En observant le chien allongé près de lui, il se demanda d'où celui-ci pouvait bien venir, il n'était ni maigre, ni efflanqué : " Peut-être appartenait-il à quelqu'un? "
Mais, ce n'était plus le moment de chercher quoi que ce soit : ni une réponse à ses questions, ni les baies ! Il faisait nuit noire, à présent. Il décida donc de dormir là, sur la mousse, à la belle étoile. Le petit chien, instinctivement, vint se blottir contre lui et de sa langue râpeuse lui fit un bisou tout mouillé sur la joue.
Pti Lutin s'endormit heureux pour la première fois de son existence, avec une pensée optimiste " La vie était belle et pleine de surprises "
 
 
 
 
 A près le départ du lutin, Fleurbleue s'était assise à son tour, le dos appuyé contre l'arbre, les paupières closes pour mieux apprécier la douceur de l'air de cette journée de printemps ; ce n'était pas le soleil brûlant de l'été, mais la tièdeur  d'une légère brise qui la caressait agréablement.   

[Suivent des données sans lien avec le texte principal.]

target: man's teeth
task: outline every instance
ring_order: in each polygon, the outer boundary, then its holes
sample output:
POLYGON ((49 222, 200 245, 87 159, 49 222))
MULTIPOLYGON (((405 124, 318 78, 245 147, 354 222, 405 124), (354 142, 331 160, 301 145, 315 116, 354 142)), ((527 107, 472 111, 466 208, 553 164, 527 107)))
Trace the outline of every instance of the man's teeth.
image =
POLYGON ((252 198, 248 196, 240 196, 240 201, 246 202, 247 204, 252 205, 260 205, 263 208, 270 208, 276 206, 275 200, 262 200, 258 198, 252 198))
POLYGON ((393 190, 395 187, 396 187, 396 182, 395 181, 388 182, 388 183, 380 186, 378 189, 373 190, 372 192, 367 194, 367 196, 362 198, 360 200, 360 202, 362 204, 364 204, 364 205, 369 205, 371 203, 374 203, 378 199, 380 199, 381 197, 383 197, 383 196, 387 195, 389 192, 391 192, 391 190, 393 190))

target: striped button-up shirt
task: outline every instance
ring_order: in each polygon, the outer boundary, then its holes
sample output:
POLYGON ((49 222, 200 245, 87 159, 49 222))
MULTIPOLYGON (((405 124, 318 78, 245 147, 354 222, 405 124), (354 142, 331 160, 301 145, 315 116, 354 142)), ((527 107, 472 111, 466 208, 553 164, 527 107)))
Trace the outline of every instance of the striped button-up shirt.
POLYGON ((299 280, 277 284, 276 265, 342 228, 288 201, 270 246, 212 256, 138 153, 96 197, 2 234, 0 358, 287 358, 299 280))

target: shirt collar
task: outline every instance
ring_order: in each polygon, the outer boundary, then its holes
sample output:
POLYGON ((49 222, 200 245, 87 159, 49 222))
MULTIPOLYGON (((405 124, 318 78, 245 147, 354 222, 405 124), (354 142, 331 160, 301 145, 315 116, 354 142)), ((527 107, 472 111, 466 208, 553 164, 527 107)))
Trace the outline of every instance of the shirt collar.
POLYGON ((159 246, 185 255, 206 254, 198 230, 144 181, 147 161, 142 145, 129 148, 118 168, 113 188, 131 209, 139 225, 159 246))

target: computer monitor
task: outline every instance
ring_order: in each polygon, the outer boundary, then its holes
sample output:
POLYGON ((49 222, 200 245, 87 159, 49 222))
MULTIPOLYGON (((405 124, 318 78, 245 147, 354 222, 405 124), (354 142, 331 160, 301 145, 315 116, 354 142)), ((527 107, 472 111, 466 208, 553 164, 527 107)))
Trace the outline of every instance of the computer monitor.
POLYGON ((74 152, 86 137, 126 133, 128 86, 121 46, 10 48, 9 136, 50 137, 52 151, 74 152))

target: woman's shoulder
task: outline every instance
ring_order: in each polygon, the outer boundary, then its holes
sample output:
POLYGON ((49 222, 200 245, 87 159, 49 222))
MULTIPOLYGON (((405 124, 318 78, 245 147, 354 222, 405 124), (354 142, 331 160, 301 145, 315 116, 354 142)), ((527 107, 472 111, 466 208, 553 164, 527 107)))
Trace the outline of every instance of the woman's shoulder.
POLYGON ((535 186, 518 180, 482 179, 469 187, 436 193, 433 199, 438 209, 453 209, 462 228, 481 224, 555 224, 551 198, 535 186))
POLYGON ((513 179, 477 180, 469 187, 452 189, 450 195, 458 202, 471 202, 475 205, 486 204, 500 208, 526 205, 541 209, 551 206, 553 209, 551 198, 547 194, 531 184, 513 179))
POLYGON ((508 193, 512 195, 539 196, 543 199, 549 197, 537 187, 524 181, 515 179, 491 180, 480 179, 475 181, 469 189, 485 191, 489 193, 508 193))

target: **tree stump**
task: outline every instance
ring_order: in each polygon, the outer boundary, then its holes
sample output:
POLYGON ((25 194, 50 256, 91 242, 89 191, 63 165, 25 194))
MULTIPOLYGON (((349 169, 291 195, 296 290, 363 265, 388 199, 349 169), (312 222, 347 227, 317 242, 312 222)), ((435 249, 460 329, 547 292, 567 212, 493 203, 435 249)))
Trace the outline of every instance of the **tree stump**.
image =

Son esprit s'évadait et la ramenait sans cesse à Pti Lutin, d'abord avec émotion, ensuite avec passion. Pourtant très vite, ses rêves bleus se teintèrent d'inquiétude :
- Et si l'arbre aux 1000 pouvoirs avait menti !
- Et si les baies récoltées ne faisaient pas grandir celui qui devenait de plus en plus, cher à son cœur !
- Et si les fruits étaient empoisonnés comme ceux de la belladone, d'un rouge sang virant sur le noir, couleur de la mort !
 
Au fur et à mesure que les heures s'écoulaient et que le doute s'installait, les battements de son cœur s'accéléraient :
-Avait-elle mis suffisamment le lutin en garde ? Elle était prise de panique ; peut-être que tout ce qu'elle vivait depuis peu n'était qu'une utopie, des désirs inassouvis, imaginaires, juste dans sa tête !
Alors, des larmes de désespoir coulèrent, inondant son visage et sa robe couleur de ciel.
Elle pleurait à gros sanglots. Son corps était secoué par des hoquets, des gémissements.
Soudain, le ciel s'ouvrit, déchiré par des mains invisibles.
En un instant, il déversa sur elle et sur la forêt, des rideaux de pluie. Le tonnerre gronda. Des éclairs aveuglants zébrèrent le firmament.
 
 
 
 
 
La princesse, trempée jusqu'aux os, s'était levée et avait
pris l'arbre à bras le corps, essayant de s'abriter le plus
possible. Puis, exténuée par tous les évènements de ces
dernières heures, elle s'évanouit et n'eût plus conscience de rien..
  
Dans le bois, le calme était revenu. La pluie avait cessé de tomber. Le tonnerre s'était tu. Un pâle soleil tentait une percée timide dans les nuages.
Sur le sol détrempé couvert de mousse, là où la jeune fille s'était évanouie, une fleur bleue gorgée d'eau était réapparue.

 
 
 
 
Ce déchaînement des éléments était-il le signe de la colère de l'arbre ou celle du ciel ?? le manque de confiance de la Princesse des baies avait-il fâché le géant de la forêt ?                                           
 
 
 
Pendant ce temps, parcourant la forêt avec son nouveau compagnon, Pti Lutin recherchait désespérément des baies dans la pénombre.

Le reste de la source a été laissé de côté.